# left handed banjo



## jeepin270 (Mar 30, 2014)

I was wondering if anyone made one with hand strap on lefthand side. I would prefer the homax, could I simply take strap off of the right hand side and fasten it then plug the holes with apoxy?


----------



## Corey The Taper (Mar 18, 2014)

I have the homax and I was wondering the same thing. im used to taping counter clockwise with my knife in my right hand. Im sure you can switch it but then youll have 4 screws you need to patch. I was thinking just buying the strap and screw it to the other side so youll just have a strap on both


----------



## Corey The Taper (Mar 18, 2014)

I just looked at it all it is, is 2 peices of plastic that holds a strap.

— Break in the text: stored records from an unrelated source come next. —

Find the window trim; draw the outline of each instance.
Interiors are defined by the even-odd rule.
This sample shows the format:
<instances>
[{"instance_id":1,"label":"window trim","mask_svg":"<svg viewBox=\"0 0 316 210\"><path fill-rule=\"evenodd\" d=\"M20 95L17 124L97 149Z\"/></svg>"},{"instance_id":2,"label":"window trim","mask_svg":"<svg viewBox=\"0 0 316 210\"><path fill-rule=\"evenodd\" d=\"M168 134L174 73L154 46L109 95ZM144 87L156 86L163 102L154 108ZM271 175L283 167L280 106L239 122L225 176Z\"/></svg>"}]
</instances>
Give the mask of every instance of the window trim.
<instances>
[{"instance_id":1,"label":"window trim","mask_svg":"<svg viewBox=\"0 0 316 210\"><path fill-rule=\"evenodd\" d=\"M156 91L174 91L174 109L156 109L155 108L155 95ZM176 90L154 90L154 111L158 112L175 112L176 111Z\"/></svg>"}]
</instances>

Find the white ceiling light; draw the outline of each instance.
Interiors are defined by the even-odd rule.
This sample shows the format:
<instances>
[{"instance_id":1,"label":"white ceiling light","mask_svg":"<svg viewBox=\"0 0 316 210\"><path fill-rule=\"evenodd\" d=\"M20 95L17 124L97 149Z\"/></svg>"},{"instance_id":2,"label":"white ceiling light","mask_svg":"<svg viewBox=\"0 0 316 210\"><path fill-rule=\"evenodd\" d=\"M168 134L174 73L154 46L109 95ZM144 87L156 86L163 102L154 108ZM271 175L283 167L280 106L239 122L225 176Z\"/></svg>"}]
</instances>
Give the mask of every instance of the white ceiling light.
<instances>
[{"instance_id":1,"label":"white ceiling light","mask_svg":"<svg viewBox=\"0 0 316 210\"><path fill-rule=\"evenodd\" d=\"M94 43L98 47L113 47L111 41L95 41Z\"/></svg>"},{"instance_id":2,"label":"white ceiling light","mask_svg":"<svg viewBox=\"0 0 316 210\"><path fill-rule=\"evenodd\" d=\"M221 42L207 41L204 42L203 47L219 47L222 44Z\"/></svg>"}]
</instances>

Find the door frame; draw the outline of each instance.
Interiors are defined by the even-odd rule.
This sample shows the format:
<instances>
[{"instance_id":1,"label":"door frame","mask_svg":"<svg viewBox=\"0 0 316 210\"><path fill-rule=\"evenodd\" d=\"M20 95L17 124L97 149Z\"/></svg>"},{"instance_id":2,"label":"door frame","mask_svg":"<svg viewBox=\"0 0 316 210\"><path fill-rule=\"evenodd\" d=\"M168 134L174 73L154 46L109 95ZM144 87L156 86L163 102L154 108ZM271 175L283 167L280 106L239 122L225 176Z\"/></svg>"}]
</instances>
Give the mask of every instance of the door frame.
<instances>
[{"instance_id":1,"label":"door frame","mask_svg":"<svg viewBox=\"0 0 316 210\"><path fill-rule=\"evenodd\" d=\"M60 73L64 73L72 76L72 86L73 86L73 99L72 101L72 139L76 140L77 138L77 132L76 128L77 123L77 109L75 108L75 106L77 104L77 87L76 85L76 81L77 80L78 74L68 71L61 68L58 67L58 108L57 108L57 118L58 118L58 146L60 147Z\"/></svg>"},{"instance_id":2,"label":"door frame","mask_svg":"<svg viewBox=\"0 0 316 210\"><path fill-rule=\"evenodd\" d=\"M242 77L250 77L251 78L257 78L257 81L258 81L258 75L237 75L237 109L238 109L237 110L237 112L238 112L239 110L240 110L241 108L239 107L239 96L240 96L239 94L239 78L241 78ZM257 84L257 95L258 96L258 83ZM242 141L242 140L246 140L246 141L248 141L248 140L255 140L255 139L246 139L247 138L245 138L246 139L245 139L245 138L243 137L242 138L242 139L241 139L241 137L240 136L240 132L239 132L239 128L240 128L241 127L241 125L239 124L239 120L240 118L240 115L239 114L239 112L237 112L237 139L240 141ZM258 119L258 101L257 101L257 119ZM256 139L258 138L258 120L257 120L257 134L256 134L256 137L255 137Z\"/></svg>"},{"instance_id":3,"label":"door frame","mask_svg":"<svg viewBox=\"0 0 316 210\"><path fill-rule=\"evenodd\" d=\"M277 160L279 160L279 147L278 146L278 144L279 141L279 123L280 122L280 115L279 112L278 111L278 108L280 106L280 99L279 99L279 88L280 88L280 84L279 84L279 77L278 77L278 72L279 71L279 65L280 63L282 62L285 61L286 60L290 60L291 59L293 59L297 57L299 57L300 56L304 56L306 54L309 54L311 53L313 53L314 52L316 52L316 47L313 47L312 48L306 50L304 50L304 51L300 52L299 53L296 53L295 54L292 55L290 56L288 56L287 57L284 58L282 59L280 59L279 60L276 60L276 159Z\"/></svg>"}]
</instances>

Im sure 2 small strips of wood and a backpack strap would work


----------



## chris (Apr 13, 2011)

I do believe Kraft makes one


----------



## keke (Mar 7, 2012)

chris said:


> I do believe Kraft makes one


and Marshalltown makes too
http://www.all-wall.com/Categories/Banjos/Marshalltown-Tapeshooter-Banjo-Lefty.html

btw how is bazooka ? 
did you give it a try?


----------



## chris (Apr 13, 2011)

Been too busy to try yet. Hired a guy that runs a Columbia :thumbsup: Hes pretty darn good.


----------



## BowieMarshalltown (Jul 18, 2013)

We sure do. Part number 799D.


----------